"Assalamualaikum, hadirin sadayana.Ibu-ibu, segera ikhlaskan suami dan anak-anaknya di rumah untuk melangkah berjamaah Shubuh, sekarang sudah jam empat lima belas menit. Relakanlah suamimu, doronglah anak lelakimu. Jagalah dirimu dan keluargamu dari api neraka. Untuk yang tadi malam ada kerja malam, segeralah mandi junub karena kebersihan sebagian dari pada iman, ngingetkeun we ieu mah, boh bilih ada yang hilap".
Begitulah, narasi setiap gelap pagi dari sebuah pengeras suara di tajug kecil warisan keluarga, suara yang lantang menggema dengan diksi tiap hari yang selalu sama,intonasi, tune yang sangat mudah dikenali sebagai template-nya.
***
Fajar adalah anugerah, sebuah momen sakral yang seharusnya menghadirkan kedamaian, bukan gangguan. Pagi hari yang masih gelap adalah waktu di mana jiwa semestinya merekah, menyesap ketenangan sebelum dunia menggeliat dengan kesibukannya.

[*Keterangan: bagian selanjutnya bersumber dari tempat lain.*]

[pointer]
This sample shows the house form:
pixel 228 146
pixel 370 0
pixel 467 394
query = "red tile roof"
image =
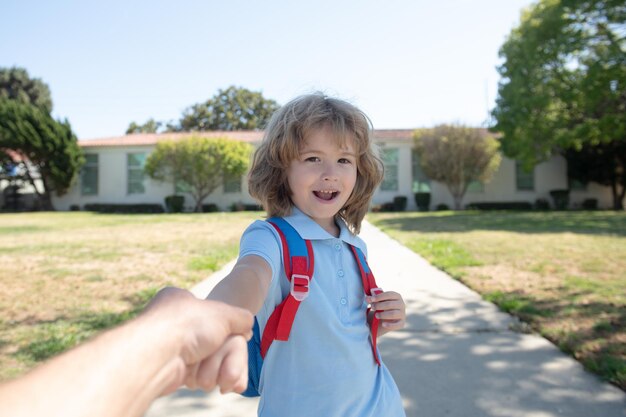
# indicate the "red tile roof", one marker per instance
pixel 147 139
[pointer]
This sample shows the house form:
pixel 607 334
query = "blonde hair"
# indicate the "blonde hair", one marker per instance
pixel 285 135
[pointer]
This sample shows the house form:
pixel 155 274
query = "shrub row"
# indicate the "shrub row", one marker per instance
pixel 124 208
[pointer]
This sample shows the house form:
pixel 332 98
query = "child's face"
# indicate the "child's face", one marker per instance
pixel 323 177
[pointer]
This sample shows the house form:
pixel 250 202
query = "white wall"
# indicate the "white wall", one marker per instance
pixel 548 176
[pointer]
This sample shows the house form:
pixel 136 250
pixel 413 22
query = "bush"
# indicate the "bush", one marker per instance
pixel 174 203
pixel 500 205
pixel 590 204
pixel 542 204
pixel 210 208
pixel 124 208
pixel 399 203
pixel 422 201
pixel 560 198
pixel 237 207
pixel 388 207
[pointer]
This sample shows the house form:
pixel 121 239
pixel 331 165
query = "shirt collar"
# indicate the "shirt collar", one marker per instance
pixel 310 230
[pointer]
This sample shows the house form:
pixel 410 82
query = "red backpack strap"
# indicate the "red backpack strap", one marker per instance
pixel 298 262
pixel 370 288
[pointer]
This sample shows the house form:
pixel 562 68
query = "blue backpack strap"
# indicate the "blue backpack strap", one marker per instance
pixel 255 362
pixel 298 263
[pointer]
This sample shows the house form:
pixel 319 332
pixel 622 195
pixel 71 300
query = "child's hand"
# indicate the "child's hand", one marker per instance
pixel 226 368
pixel 389 308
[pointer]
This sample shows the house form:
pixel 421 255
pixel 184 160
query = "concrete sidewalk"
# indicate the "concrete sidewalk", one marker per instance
pixel 458 356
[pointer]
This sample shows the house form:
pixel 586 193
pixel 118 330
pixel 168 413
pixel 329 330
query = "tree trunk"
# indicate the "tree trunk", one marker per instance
pixel 457 201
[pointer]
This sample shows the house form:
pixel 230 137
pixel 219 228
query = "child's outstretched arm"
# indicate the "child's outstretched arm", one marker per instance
pixel 389 309
pixel 247 284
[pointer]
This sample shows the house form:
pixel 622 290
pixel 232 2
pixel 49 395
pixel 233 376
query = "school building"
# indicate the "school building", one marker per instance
pixel 113 174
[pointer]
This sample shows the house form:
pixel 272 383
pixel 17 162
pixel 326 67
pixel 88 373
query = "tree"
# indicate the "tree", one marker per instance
pixel 231 109
pixel 199 163
pixel 563 87
pixel 457 155
pixel 151 126
pixel 48 145
pixel 601 163
pixel 15 84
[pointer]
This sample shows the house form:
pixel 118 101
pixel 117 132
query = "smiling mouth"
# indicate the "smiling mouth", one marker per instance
pixel 326 195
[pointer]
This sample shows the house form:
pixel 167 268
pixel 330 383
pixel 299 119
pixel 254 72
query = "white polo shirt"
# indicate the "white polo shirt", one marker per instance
pixel 327 367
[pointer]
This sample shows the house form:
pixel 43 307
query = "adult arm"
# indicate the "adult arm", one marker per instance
pixel 178 339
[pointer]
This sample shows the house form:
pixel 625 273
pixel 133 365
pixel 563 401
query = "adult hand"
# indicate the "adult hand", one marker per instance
pixel 390 309
pixel 211 338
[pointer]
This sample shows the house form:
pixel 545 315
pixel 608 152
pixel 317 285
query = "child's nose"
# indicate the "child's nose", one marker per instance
pixel 330 173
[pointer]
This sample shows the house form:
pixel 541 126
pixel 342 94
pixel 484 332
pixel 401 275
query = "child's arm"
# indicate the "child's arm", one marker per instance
pixel 390 309
pixel 247 284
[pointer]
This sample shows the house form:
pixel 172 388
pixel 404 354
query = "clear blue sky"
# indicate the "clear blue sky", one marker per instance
pixel 406 63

Bagi banyak orang, fajar bukan sekadar pergantian waktu, melainkan ruang sunyi yang disiapkan untuk doa, renungan, atau sekadar menyambut hari dengan pelan.
Namun, di sejumlah tempat, ketenangan ini terusik oleh suara pengeras yang begitu lantang, menyampaikan syiar agama dengan intensitas yang tak semua orang siap menerimanya. Niat baik untuk mengajak pada kebaikan tentu patut dihargai, namun ketika cara penyampaian kehilangan empati terlalu keras, terlalu menghakimi, dan menyentuh ranah yang sangat pribadi dampaknya justru berbalik menjauhkan, bukan mendekatkan.
Misalnya, pesan tentang mandi junub yang disampaikan terbuka melalui toa, meski diniatkan sebagai pengingat, bisa menjadi bentuk invasi terhadap privasi orang lain.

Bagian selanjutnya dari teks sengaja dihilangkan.